Yeah, absolutely. Whenever I think about how long it could possibly take and how little planning for the future you can do, I feel really anxious and frustrated. That's why I try to be optimistic. 🙂 
Anyway, finger's crossed that they'll get back to you soon! Keep us updated 🙂


----------



## Doolz

Hopefully a glimmer of hope for others out there  I saw a post yesterday evening on the Facebook group "Partner Visa Australia" for a Berlin grant. Applied in June 2019, so 7ish months. It was a front-loaded application with a couple that had a long history, so assuming a simple case, which is good to hear it was dealt with so quickly!


----------



## Doolz

AMAZING NEWS! VISA GRANTED  

I got sick of waiting, and sent a reply email to our RFI today, just letting them know we uploaded our Police Check and got a grant notification an hour or so after sending the email!

DOL: 25th May 2019
Front-loaded application with everything but missing Police Check for Swedish partner for Australia. (Short of 12 months, so didn't think it was initially necessary).
RFI: 10th Jan 2020
Uploaded Police Check 20th Jan
Email to case officer/office 24th Jan
GRANT: 24th Jan, was 309 and then a few mintutes later 100. 

We have a year to move, but likely will move in June'ish. So over the moon!!! 

Good luck to everyone waiting!!!


----------



## fatamorgana

Congrats! That is really great news, hope you have an easy move and great start in Aus!


----------



## LindaLogisch

Doolz, that's amazing!! Congratulations, you must be so relieved! Good idea about replying. All the best to you and your partner.


----------



## BR2015

May I ask who was your CO? Maybe someone called Owen?


----------



## Vasko77

BR2015 said:


> May I ask who was your CO? Maybe someone called Owen?

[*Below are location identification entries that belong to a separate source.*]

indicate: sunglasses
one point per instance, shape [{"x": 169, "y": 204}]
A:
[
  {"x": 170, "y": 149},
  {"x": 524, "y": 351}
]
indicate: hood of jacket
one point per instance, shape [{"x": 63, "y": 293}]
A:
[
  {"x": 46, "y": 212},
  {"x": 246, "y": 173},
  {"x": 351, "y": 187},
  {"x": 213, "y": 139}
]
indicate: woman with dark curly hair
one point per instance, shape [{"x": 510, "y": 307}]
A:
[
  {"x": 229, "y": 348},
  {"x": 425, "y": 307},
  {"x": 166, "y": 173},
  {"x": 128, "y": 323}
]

At least in our case the agent is 'Owen', and awaiting already for 9 months and 5 days. Applicant from Poland.


----------



## BR2015

Yes... I am Hungarian living in Germany and applied last year in May. I hoped that I had submitted a complete application, however, EU police check isn't enough for the character assessment; I needed to request a separate police check from Hungary and I already uploaded it a week later after he requested it (7 January 2020), but no response since then. We have a straigthforward case with being together for almost 8 years, being married for more than 5 years and having lots of financial & social evidences....I hope I will not have to wait almost a year again until I hear from him.....



Vasko77 said:


> At least in our case the agent is 'Owen', and awaiting already for 9 months and 5 days. Applicant from Poland.


----------



## fatamorgana

Our CO is Owen as well, lodged our application in May, got an RFI in November 2019, nothing since.


----------



## BR2015

fatamorgana said:


> Our CO is Owen as well, lodged our application in May, got an RFI in November 2019, nothing since.

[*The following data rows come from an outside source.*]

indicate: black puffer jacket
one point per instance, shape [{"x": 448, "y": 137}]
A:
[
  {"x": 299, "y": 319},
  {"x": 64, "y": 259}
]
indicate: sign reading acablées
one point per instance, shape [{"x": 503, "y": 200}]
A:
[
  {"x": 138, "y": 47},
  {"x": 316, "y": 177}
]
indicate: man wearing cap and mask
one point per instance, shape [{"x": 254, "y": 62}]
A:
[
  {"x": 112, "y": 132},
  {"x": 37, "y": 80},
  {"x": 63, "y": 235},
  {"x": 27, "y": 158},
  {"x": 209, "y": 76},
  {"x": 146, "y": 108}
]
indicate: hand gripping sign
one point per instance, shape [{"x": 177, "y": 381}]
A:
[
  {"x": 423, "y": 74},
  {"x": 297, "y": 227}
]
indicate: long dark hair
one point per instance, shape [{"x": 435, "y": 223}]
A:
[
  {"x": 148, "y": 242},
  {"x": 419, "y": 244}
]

Any news on your side, fatamorgana? May I ask where are you from? There were a German, a British and a Swedish applicants who submitted their applications after I lodged mine and got much later RFI in January than me and they already have their visas granted... I am so frustrated!


----------



## Vasko77

BR2015 said:


> Yes... I am Hungarian living in Germany and applied last year in May. I hoped that I had submitted a complete application, however, EU police check isn't enough for the character assessment; I needed to request a separate police check from Hungary and I already uploaded it a week later after he requested it (7 January 2020), but no response since then. We have a straigthforward case with being together for almost 8 years, being married for more than 5 years and having lots of financial & social evidences....I hope I will not have to wait almost a year again until I hear from him.....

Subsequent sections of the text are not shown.